New Research: Gay men using HIV self-testing follow up results

A new study in the USA has found that gay men who use self-administered rapid HIV tests follow up positive results with confirmatory testing. When self administered testing was introduced one of the main concerns was people would not take the next step in the treatment process.

Encouraging people who are at risk of acquiring HIV to test regularly has become one of the guiding principles in the battle to reduce the number of people contracting the virus.

The introduction of rapid testing, where results are available within 10 minutes, has allowed for a greater number of people to be tested for the virus.

Previously a week-long wait was required before results could be known, and the long waiting period often put many people off getting testing. Additionally, the number of appointments a person needs to get testing is halved, giving health clinics and doctors greater capacity to see more clients.

Overseas, self-administered rapid testing kits are available, allowing people to test themselves for the virus in their own home and at their own convenience.

One of the concerns about self-administered testing has been that it creates a scenario where people do not have immediate access to counselling services, and medical professionals who would help people move on to treatment options.

A study in the USA, published in Sexually Transmitted Diseases  has found that gay men who utilise self-administered rapid testing do follow up with medical professionals.

Staff at the New York City Department of Health and Mental Hygiene attempt to contact and offer partner services to all people newly diagnosed with HIV.

The team’s work includes contacting recent sexual partners of the newly diagnosed individuals and offering them HIV testing.

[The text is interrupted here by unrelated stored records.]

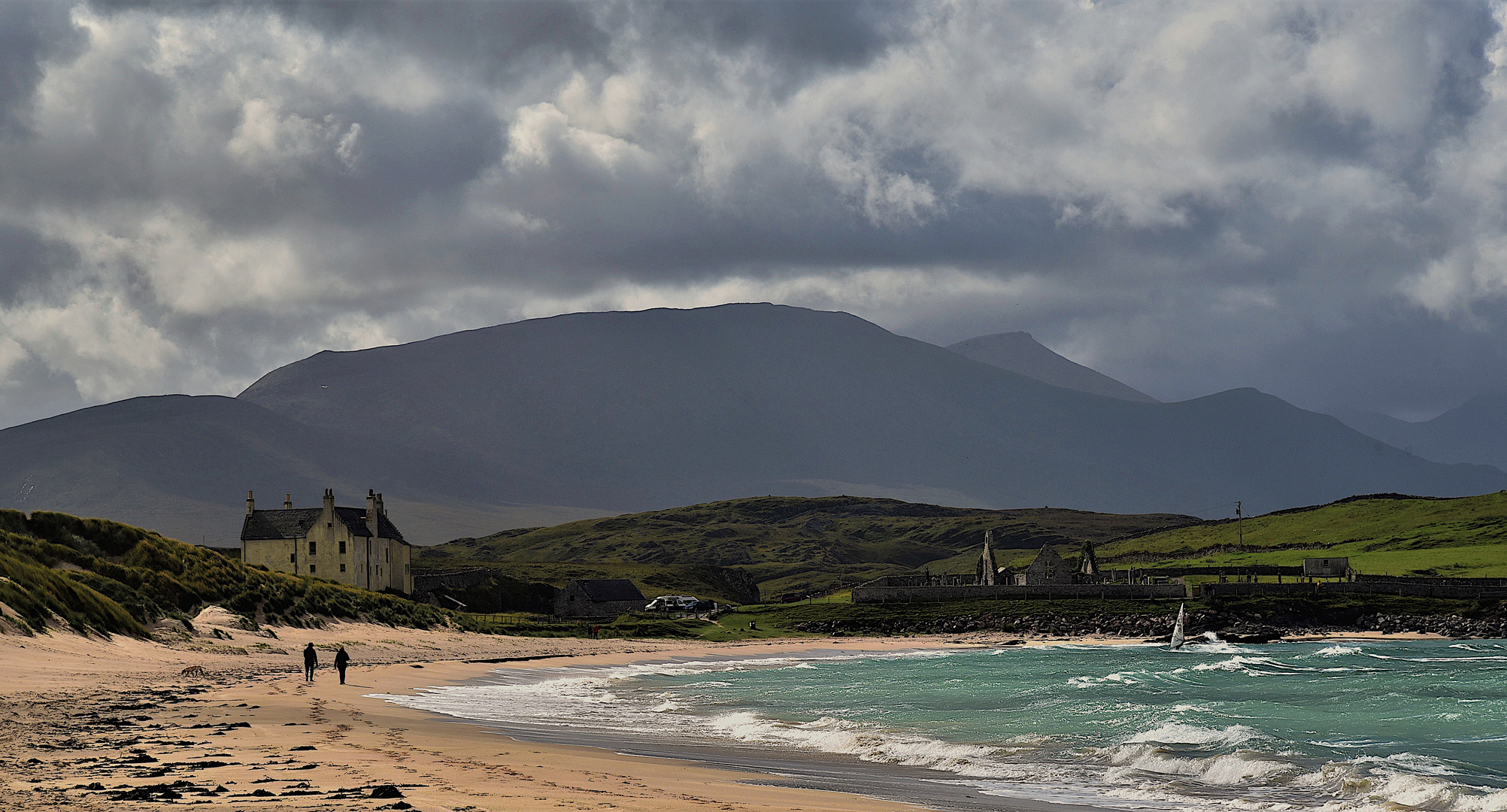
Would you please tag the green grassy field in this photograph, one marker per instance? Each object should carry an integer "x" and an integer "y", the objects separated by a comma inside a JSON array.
[
  {"x": 783, "y": 544},
  {"x": 1400, "y": 537}
]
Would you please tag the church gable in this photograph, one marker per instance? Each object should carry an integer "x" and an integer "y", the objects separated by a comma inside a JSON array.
[{"x": 1048, "y": 568}]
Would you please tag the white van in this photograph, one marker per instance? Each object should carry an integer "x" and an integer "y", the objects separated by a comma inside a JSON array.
[{"x": 672, "y": 603}]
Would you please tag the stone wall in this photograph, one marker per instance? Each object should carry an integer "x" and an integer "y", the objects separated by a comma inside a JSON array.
[
  {"x": 1357, "y": 588},
  {"x": 1054, "y": 591}
]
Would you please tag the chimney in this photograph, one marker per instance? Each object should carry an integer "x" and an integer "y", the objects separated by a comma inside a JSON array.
[{"x": 371, "y": 511}]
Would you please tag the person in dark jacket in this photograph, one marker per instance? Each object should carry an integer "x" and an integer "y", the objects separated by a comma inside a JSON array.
[{"x": 341, "y": 660}]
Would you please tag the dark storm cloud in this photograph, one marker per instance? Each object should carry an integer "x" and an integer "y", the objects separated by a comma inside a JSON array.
[{"x": 1191, "y": 196}]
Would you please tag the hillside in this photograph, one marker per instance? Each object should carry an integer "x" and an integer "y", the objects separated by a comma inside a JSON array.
[
  {"x": 632, "y": 412},
  {"x": 1023, "y": 354},
  {"x": 594, "y": 415},
  {"x": 183, "y": 465},
  {"x": 1469, "y": 433},
  {"x": 1381, "y": 534},
  {"x": 787, "y": 544},
  {"x": 106, "y": 577}
]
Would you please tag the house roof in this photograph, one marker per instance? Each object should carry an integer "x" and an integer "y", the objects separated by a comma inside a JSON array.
[
  {"x": 296, "y": 523},
  {"x": 609, "y": 589}
]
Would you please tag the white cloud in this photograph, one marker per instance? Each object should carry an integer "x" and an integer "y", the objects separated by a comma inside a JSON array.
[
  {"x": 229, "y": 187},
  {"x": 96, "y": 338}
]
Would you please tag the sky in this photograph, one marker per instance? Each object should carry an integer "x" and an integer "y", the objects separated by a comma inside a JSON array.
[{"x": 1304, "y": 198}]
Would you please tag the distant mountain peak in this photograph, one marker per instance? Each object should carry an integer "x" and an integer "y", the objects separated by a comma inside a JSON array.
[{"x": 1025, "y": 356}]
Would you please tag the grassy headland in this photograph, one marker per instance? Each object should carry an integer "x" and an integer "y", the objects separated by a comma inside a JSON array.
[
  {"x": 738, "y": 549},
  {"x": 1381, "y": 534}
]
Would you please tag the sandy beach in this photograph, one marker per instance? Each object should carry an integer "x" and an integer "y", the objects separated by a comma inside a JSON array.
[
  {"x": 89, "y": 720},
  {"x": 91, "y": 723}
]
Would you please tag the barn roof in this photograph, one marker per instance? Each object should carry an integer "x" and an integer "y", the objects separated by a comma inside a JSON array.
[
  {"x": 296, "y": 523},
  {"x": 609, "y": 589}
]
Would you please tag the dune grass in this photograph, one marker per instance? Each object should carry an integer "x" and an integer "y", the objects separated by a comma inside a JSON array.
[{"x": 99, "y": 576}]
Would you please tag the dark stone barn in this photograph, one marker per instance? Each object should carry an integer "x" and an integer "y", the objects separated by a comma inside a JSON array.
[{"x": 597, "y": 598}]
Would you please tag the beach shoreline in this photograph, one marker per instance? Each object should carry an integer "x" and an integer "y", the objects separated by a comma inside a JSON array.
[{"x": 89, "y": 720}]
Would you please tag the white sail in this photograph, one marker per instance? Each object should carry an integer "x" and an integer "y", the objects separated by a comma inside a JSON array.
[{"x": 1178, "y": 630}]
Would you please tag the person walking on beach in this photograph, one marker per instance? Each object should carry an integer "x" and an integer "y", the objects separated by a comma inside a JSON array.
[{"x": 341, "y": 660}]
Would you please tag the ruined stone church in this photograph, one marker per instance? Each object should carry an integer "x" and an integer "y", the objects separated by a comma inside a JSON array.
[{"x": 353, "y": 546}]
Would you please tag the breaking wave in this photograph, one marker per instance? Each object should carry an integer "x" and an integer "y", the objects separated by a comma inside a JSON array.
[{"x": 1139, "y": 726}]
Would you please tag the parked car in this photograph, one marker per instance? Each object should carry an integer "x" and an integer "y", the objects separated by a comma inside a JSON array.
[{"x": 672, "y": 603}]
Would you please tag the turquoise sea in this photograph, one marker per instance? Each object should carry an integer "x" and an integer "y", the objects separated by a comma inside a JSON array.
[{"x": 1336, "y": 726}]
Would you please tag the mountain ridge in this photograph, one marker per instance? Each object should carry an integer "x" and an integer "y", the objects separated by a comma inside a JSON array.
[
  {"x": 1020, "y": 353},
  {"x": 590, "y": 415}
]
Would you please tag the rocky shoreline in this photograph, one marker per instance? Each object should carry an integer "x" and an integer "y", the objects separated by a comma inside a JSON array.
[{"x": 1230, "y": 626}]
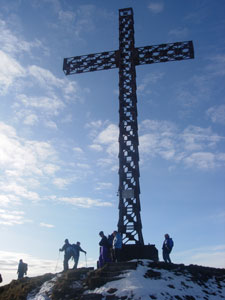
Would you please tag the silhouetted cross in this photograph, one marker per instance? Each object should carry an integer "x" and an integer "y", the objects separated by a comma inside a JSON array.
[{"x": 126, "y": 58}]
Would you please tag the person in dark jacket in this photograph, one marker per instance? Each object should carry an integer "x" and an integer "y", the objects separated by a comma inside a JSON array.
[
  {"x": 104, "y": 256},
  {"x": 67, "y": 248},
  {"x": 117, "y": 246},
  {"x": 76, "y": 253},
  {"x": 167, "y": 248},
  {"x": 22, "y": 269}
]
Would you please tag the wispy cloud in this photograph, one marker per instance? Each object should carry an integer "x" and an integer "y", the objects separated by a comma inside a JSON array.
[
  {"x": 10, "y": 71},
  {"x": 13, "y": 44},
  {"x": 85, "y": 202},
  {"x": 179, "y": 32},
  {"x": 12, "y": 217},
  {"x": 103, "y": 186},
  {"x": 217, "y": 114},
  {"x": 195, "y": 147},
  {"x": 46, "y": 225}
]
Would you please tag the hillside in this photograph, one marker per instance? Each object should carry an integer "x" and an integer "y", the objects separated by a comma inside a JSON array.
[{"x": 132, "y": 280}]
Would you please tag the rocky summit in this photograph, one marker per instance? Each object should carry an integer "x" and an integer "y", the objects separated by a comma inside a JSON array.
[{"x": 139, "y": 279}]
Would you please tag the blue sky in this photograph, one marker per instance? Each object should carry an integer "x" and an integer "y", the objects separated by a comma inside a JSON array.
[{"x": 59, "y": 134}]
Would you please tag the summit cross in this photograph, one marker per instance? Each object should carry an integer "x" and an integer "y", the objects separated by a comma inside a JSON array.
[{"x": 126, "y": 59}]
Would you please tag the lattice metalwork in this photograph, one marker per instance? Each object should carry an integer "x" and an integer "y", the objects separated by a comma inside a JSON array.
[{"x": 126, "y": 58}]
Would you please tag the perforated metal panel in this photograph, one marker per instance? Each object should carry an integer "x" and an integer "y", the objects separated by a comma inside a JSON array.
[{"x": 126, "y": 58}]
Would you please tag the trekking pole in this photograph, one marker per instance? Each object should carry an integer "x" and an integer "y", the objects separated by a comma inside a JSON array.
[{"x": 57, "y": 262}]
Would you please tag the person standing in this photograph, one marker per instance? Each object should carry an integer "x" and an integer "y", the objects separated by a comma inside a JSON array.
[
  {"x": 76, "y": 253},
  {"x": 22, "y": 269},
  {"x": 167, "y": 248},
  {"x": 117, "y": 246},
  {"x": 67, "y": 248},
  {"x": 104, "y": 250}
]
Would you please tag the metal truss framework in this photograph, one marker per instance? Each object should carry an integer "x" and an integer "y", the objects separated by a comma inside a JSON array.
[{"x": 126, "y": 59}]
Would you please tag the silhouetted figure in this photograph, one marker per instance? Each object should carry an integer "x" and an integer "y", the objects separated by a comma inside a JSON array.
[
  {"x": 117, "y": 246},
  {"x": 104, "y": 250},
  {"x": 167, "y": 248},
  {"x": 22, "y": 269},
  {"x": 67, "y": 248},
  {"x": 76, "y": 253}
]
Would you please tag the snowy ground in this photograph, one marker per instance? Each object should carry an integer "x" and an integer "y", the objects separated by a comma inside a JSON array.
[
  {"x": 147, "y": 282},
  {"x": 166, "y": 285}
]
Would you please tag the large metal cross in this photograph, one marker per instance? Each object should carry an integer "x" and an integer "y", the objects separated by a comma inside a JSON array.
[{"x": 126, "y": 59}]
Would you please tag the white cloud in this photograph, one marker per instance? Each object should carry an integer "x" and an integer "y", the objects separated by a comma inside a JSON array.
[
  {"x": 10, "y": 71},
  {"x": 148, "y": 80},
  {"x": 19, "y": 191},
  {"x": 104, "y": 185},
  {"x": 195, "y": 147},
  {"x": 31, "y": 119},
  {"x": 23, "y": 164},
  {"x": 46, "y": 225},
  {"x": 96, "y": 147},
  {"x": 156, "y": 7},
  {"x": 13, "y": 43},
  {"x": 51, "y": 105},
  {"x": 179, "y": 32},
  {"x": 83, "y": 166},
  {"x": 13, "y": 217},
  {"x": 217, "y": 114},
  {"x": 9, "y": 199},
  {"x": 201, "y": 160},
  {"x": 109, "y": 137},
  {"x": 49, "y": 81},
  {"x": 61, "y": 183},
  {"x": 85, "y": 202}
]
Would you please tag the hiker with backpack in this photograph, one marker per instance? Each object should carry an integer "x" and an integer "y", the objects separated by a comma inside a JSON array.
[
  {"x": 76, "y": 253},
  {"x": 104, "y": 255},
  {"x": 67, "y": 248},
  {"x": 22, "y": 269},
  {"x": 167, "y": 248},
  {"x": 116, "y": 246}
]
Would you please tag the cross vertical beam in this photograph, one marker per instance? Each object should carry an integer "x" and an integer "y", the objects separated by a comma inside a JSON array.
[
  {"x": 126, "y": 59},
  {"x": 129, "y": 190}
]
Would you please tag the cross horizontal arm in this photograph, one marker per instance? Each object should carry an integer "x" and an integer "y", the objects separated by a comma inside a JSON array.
[
  {"x": 90, "y": 62},
  {"x": 164, "y": 53}
]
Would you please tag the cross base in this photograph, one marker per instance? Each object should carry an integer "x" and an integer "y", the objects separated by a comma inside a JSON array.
[{"x": 130, "y": 252}]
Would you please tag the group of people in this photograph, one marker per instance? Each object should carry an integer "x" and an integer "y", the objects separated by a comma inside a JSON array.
[
  {"x": 110, "y": 248},
  {"x": 71, "y": 251},
  {"x": 110, "y": 251}
]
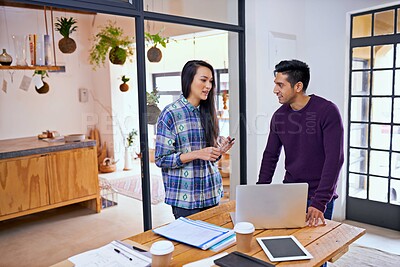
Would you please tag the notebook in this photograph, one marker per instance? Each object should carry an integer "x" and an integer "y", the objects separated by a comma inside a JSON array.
[{"x": 272, "y": 205}]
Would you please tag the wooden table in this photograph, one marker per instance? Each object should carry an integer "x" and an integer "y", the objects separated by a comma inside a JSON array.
[{"x": 325, "y": 243}]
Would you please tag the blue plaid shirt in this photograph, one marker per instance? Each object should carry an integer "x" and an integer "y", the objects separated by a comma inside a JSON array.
[{"x": 192, "y": 185}]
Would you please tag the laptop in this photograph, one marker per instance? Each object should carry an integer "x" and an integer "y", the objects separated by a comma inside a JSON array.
[{"x": 272, "y": 205}]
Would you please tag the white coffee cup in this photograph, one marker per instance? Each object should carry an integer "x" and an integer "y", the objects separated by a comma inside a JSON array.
[
  {"x": 244, "y": 234},
  {"x": 161, "y": 253}
]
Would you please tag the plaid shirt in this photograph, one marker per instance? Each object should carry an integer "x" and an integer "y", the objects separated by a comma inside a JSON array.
[{"x": 192, "y": 185}]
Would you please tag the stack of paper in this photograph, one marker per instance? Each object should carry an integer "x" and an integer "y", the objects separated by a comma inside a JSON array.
[{"x": 195, "y": 233}]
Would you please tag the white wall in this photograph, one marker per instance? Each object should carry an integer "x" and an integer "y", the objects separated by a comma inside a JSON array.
[
  {"x": 320, "y": 30},
  {"x": 26, "y": 113}
]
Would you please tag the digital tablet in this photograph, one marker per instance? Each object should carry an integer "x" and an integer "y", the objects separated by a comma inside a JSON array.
[{"x": 283, "y": 248}]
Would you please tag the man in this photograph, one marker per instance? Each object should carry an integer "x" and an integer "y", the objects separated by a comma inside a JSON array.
[{"x": 310, "y": 130}]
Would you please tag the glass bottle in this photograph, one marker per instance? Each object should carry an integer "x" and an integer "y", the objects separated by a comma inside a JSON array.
[{"x": 5, "y": 59}]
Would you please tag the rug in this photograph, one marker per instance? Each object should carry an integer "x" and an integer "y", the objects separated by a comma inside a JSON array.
[
  {"x": 132, "y": 187},
  {"x": 359, "y": 256}
]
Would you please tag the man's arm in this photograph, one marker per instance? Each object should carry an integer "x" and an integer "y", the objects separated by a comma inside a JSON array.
[{"x": 270, "y": 156}]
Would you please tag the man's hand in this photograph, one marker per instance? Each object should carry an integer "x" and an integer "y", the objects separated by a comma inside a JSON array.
[{"x": 313, "y": 216}]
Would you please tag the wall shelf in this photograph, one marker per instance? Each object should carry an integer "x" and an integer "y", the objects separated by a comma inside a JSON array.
[{"x": 50, "y": 68}]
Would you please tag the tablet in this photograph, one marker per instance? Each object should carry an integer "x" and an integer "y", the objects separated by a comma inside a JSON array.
[{"x": 283, "y": 248}]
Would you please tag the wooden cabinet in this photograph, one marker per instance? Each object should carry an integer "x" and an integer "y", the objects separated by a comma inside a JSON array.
[
  {"x": 23, "y": 184},
  {"x": 39, "y": 182},
  {"x": 73, "y": 174}
]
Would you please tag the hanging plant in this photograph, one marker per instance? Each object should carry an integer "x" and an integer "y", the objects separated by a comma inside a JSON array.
[
  {"x": 110, "y": 40},
  {"x": 124, "y": 86},
  {"x": 154, "y": 54},
  {"x": 66, "y": 26},
  {"x": 152, "y": 109},
  {"x": 45, "y": 87}
]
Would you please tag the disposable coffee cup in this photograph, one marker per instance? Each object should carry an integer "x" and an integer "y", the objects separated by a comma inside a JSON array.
[
  {"x": 161, "y": 252},
  {"x": 244, "y": 234}
]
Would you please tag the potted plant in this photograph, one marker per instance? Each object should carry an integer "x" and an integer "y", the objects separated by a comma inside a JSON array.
[
  {"x": 130, "y": 139},
  {"x": 66, "y": 27},
  {"x": 154, "y": 53},
  {"x": 152, "y": 109},
  {"x": 45, "y": 86},
  {"x": 110, "y": 38},
  {"x": 124, "y": 86}
]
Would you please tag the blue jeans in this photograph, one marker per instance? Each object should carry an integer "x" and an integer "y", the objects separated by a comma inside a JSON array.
[
  {"x": 327, "y": 215},
  {"x": 181, "y": 212}
]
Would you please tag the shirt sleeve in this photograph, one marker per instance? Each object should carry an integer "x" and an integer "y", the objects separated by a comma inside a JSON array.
[
  {"x": 332, "y": 128},
  {"x": 166, "y": 155},
  {"x": 270, "y": 156}
]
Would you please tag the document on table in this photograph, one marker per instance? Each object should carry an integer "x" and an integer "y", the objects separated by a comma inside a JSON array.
[
  {"x": 194, "y": 232},
  {"x": 112, "y": 254}
]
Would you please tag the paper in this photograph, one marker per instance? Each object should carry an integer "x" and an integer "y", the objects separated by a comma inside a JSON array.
[
  {"x": 196, "y": 233},
  {"x": 107, "y": 256},
  {"x": 25, "y": 83}
]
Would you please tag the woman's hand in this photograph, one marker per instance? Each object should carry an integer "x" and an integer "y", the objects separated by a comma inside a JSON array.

During interviews with newly diagnosed people, information on their HIV testing history is collected, including data on the previous use of self-testing.

While the staff have no data on people who might test positive and take no action, they were able to see that those clients they did meet, were making contact with health professionals.

Between January 2013 and August 2016, 8032 individuals were interviewed, of whom 127 (2%) reported having previously used an HIV self-test. Two-thirds of this cohort had had a reactive result during self-testing, one-third had had a negative result.

Of those who had found a positive result, 89% had follow up with laboratory based testing within one month. Correspondingly people who received a negative result when self-testing where much less likely to follow up with a laboratory test, with only 39% of this group getting further testing.

The study has found that people who administer self-tests were engaging with treatment services much quicker than those people who discovered that they were HIV positive through other testing pathways. 91% of people who had used a self-testing kit linked to HIV treatment services within three months of their confirmatory HIV diagnosis, compared to 81% of people who had not used self-testing.

The researchers also found that the cost of self-testing kits was prohibitive to many people from lower socio-economic areas. In the USA the kits cost around USD$40.

Self-testing is not currently available in Australia and the self-testing products have not been approved by Australia’s Therapeutic Goods Administration for use by individuals. They have however been approved for us by ‘point of care’ professionals.

The Australian Federation of AIDS Organisatons (AFAO) have previously said they are hopefully that self-testing for HIV will be approved for use in Australia in the future. Home testing kits can be bought online and the AFAO has some suggestions on what people should consider when purchasing the products.

Back in 2013, Andrew Burry from the WA AIDS Council spoke to OUTinPerth about his concerns over self-administered rapid testing, but said there could be a use for the methodology in regional and remote parts of Western Australia.

“What worries me is that if you buy a site unseen product and you don’t know what standard its meeting and you don’t know how to interpret the results and you don’t know what to do if you think you’ve got a positive result,” Burry said.

Burry highlighted that professional services have significant support services for someone who is newly diagnosed and research had shown that the WA AIDS Council’s M clinic provided a great deal of support to clients. Burry said he could however see a future role for home testing in remote and regional areas of the state.

“The absence of rapid testing it not a particular barrier in the Perth metro area, but what about the people who live a two hour drive away who don’t test at all because they don’t really have the opportunity to come to a testing site, or live in a small community where they don’t really want to discuss anything with the local doctor.

“I don’t like to call it home testing, I like to call it ‘self-ministered testing’, and there’s a place for self-ministered testing if it’s supported effectively.” Burry said.

Justin Manuel, Manager of the M Clinic, told OUTinPerth getting people engage with a HIV treatment plan was not the only area of concern when it came to using rapid and self-administered testing. One of the disadvantages of self-testing for HIV is that it didn’t allow for other sexually transmitted infections to detected.

“The other main concern is that rapid HIV testing misses early HIV infections, where people are most infective. This can give a false sense of security. Standard serology is still the gold standard for testing.

“Also, it means syphilis, gonorrhoea and chlamydia testing will not be completed. These are the most common infections detected on testing.”

Manuel also raised concern about the US study, noting that the amount of time between people discovering they were HIV and engaging with medical professionals was greater than health professionals currently recommend.

A trial of self-administered testing is currently bring run in Queensland. The research being conducted by Queensland Positive People and the University of Queensland with a focus on approving accessibility for people in remote and regional areas.